REF Case Study: New phase-change materials enable commercialisation of energy-efficient, sustainable and cost-effective domestic heat storage, resulting in robust company growth and a reduction in fuel poverty
Principal Investigator: Prof Colin Pulham
Institution: University of Edinburgh
Funding: EPSRC, Innovate UK, Advanced Propulsion Centre, Energy Technology Partnership (ETP)
Company involved: Sunamp Ltd​

The Challenge

Heat-storage technology has a key role to play in increasing both energy efficiency and the use of renewables in the heating and cooling sector. Heating and cooling contribute almost 40% of global energy-related carbon emissions. The core component of heat-battery technology is a phase change material (PCM) that absorbs heat on melting and releases it on freezing.

Salt hydrates are leading candidates for use as PCMs due to their high energy density, plentiful supply, low cost, safe use and sustainability. In particular, sodium acetate trihydrate (SAT) provides heat release at an ideal temperature for domestic use.
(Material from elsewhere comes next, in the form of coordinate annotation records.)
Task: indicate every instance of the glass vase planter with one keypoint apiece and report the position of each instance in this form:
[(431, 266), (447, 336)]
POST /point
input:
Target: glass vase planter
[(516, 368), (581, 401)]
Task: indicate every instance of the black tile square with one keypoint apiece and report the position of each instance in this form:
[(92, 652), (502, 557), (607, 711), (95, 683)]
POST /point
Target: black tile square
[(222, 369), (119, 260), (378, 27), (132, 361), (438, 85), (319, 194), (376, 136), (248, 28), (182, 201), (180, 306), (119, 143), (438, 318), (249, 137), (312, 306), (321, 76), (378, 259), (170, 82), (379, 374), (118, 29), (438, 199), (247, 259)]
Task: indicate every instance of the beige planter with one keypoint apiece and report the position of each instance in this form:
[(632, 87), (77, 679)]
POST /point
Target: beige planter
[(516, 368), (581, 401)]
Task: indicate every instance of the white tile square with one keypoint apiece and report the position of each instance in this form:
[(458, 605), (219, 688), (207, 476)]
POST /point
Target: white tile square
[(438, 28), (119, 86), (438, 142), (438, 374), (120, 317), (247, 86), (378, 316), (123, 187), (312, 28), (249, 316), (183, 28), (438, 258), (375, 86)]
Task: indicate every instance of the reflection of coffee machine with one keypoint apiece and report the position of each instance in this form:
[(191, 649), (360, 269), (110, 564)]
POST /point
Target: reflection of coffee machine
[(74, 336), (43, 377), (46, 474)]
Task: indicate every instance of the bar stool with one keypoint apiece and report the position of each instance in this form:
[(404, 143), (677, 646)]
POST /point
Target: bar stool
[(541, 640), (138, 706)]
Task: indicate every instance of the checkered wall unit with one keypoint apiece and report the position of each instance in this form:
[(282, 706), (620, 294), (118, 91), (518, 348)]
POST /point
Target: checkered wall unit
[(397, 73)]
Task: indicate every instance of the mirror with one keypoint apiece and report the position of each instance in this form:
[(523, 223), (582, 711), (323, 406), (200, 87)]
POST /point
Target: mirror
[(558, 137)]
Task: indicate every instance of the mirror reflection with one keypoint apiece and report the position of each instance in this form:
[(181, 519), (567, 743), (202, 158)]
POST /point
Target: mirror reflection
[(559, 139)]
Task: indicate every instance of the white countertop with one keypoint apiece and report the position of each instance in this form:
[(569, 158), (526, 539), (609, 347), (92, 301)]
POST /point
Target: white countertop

However, SAT suffered from two key issues; non-reproducible performance and poor long-term stability, preventing its practical use as a heat store.

Evidence of Impact

UK-based company Sunamp Ltd began developing heat battery technology in 2006, but found that the failure of SAT prevented progress. The company made contact with Professor Colin Pulham at the University of Edinburgh, who brought significant expertise in the science of crystallisation, built up from years of experience using ISIS Neutron and Muon Source and the neighbouring Diamond Light Source, to understand why these failures occurred.

Collaborative research led by Prof Pulham for Sunamp developed polymer-based additives that at low concentrations act as crystal-habit modifiers, suppressing the formation of the solid anhydrous sodium acetate. As a result, the new SAT-based material withstands repeated melting and freezing cycles without degradation, while maintaining both its energy density and the desired melting point of 58°C. In situ X-ray powder diffraction experiments at the Diamond Light Source were used to interrogate, in real time, the structural and chemical behaviour of these new SAT formulations during repeated temperature cycling, and confirmed complete inhibition of the precipitation of anhydrous sodium acetate over a wide range of conditions.

The role of ISIS

Experiments carried out on the high pressure instrument Pearl provided Professor Pulham and his team with fundamental insights into the behaviour of polymorphs and solvates at high pressures, and particularly how salt hydrates crystallise. Professor Pulham says, “My longstanding collaborations with staff at ISIS, combined with the use of world-leading instrumentation, have been of enormous benefit to many of our research programmes. These studies have enhanced our understanding of crystallisation processes for a range of technologically important materials, especially under extreme conditions of pressure and temperature.”       

ISIS Instrument(s): Pearl ​             
ISIS Technique(s): High-pressure neutron diffraction


I.D.H. Oswald, A. Hamilton, C. Hall, W.G. Marshall, T.J. Prior and C.R. Pulham, “In-situ characterization of elusive salt hydrates - the crystal structures of the heptahydrate and octahydrate of sodium sulfate", J. Am. Chem. Soc., 2008, 130, 17795-17800. DOI: 10.1021/ja805429m.

I.D.H. Oswald, I. Chataigner, S. Elphick, F.P.A. Fabbiani, A.R. Lennie, J. Maddaluno, W.G. Marshall, T.J. Prior, C.R. Pulham and R.I. Smith, “Putting pressure on elusive polymorphs and solvates", CrystEngComm, 2009, 11, 359-366. DOI: 10.1039/B814471K.